We’ve seen a rise in phishing campaigns that use tools like “Axios” or similar to trick users into giving away their Microsoft 365 credentials. These are called Adversary-in-the-Middle (AiTM) attacks — attackers create fake Microsoft login pages that look real but secretly capture your username, password, and even your MFA codes.

This is especially a risk for those of us who:

• Travel often and sign in from hotels, airports, or coffee shops

• Handle a large number of customer emails and shared document links daily

Here’s how to protect yourself:

1. Always Check the Link Before You Click

• Hover your mouse over any link in an email before clicking.

• Official Microsoft 365 logins should only ever start with:

  • https://login.microsoftonline.com/

  • https://outlook.office.com/

• If the link looks strange, has extra words, or doesn’t match Microsoft’s domains — don’t click it.

2. Don’t Trust “Shared Document” Emails Blindly

• Attackers often send fake “Someone shared a document with you” messages.

• Instead of clicking the email link, go directly to:

  • OneDrive / SharePoint / Teams via your normal apps or Office.com.

• If the document is real, you’ll find it there.

3. Protect Your Credentials

• Never enter your Microsoft 365 password into a site reached from an unusual or unexpected email.

• If you’re unsure, stop and contact IT before entering anything.

• Do not reuse passwords from other websites.

4. Use MFA Correctly

• If you get an MFA prompt unexpectedly (you’re not actively signing in) — do not approve it.

• Report it to IT immediately.
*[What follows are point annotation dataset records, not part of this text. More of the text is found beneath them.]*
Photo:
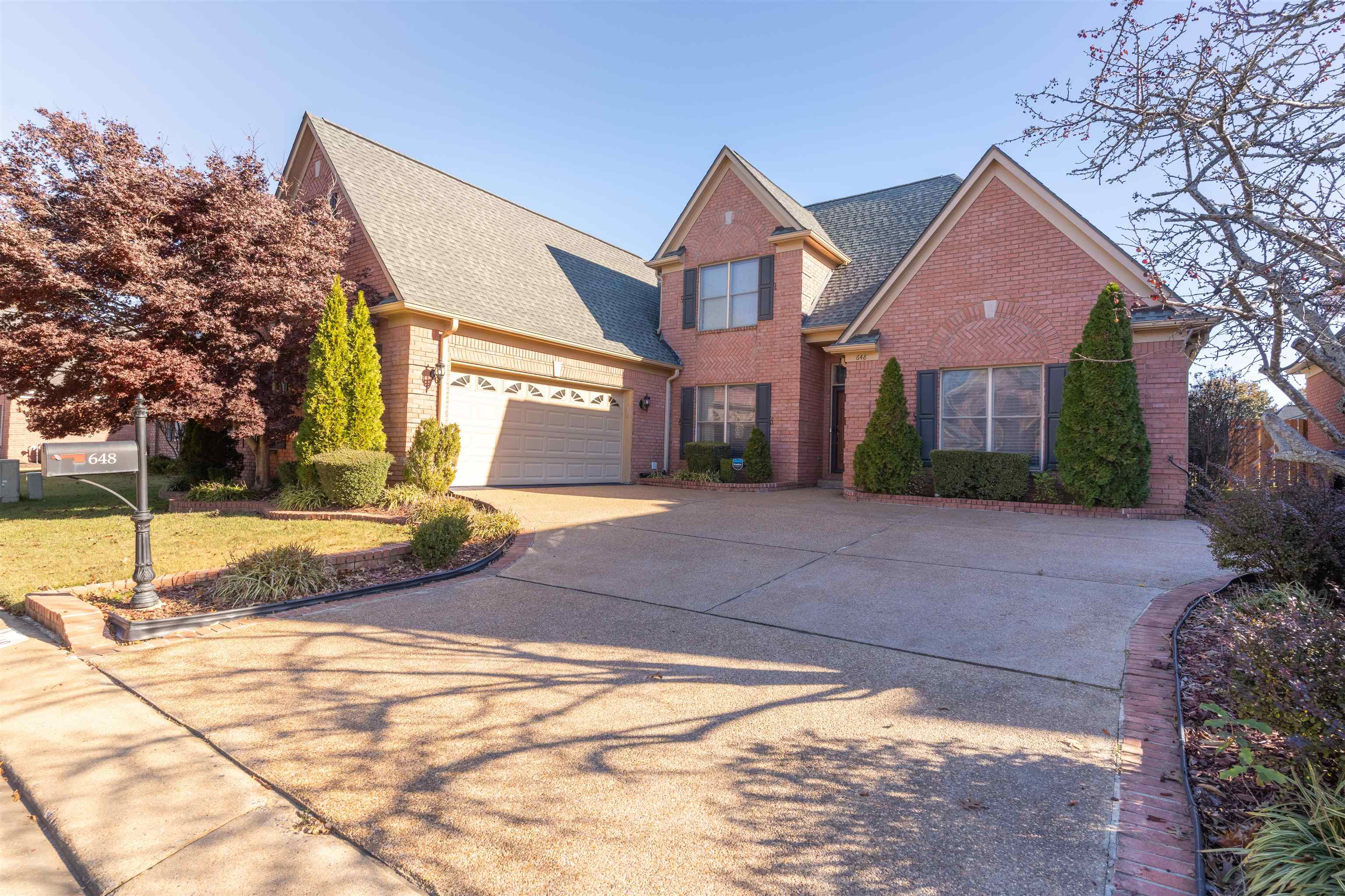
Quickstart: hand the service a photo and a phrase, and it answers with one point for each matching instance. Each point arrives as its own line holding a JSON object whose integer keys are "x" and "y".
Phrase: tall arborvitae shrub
{"x": 890, "y": 454}
{"x": 326, "y": 412}
{"x": 757, "y": 459}
{"x": 1102, "y": 446}
{"x": 363, "y": 385}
This could mean someone is trying to use your stolen credentials.

5. Traveling? Stay Secure

• Avoid logging in from public WiFi (airports, hotels, cafes) without a VPN.

• When traveling, let IT know your city/state so unusual login locations don’t trigger false alarms.

• Be extra cautious about emails while traveling — attackers know road warriors are more distracted.

6. Signs You May Have Been Compromised

• Unexpected password resets or MFA prompts

• Emails sent from your account that you didn’t write

• New rules in Outlook (e.g., forwarding all mail to another address)

• Microsoft login page that “flickers” or reloads multiple times before logging you in (a sign of AiTM proxying your session)

If you notice any of these, contact IT immediately.

7. What to Do If You Slip Up

• If you think you accidentally entered your credentials into a bad link:

  1. Call IT right away.

  2. Change your Microsoft 365 password immediately.

  3. We’ll help review your mailbox for suspicious activity and secure your MFA.

✅ Bottom Line: Slow down before you click. If in doubt, don’t log in — ask IT. Protecting your credentials protects not only you, but also our customers and company data.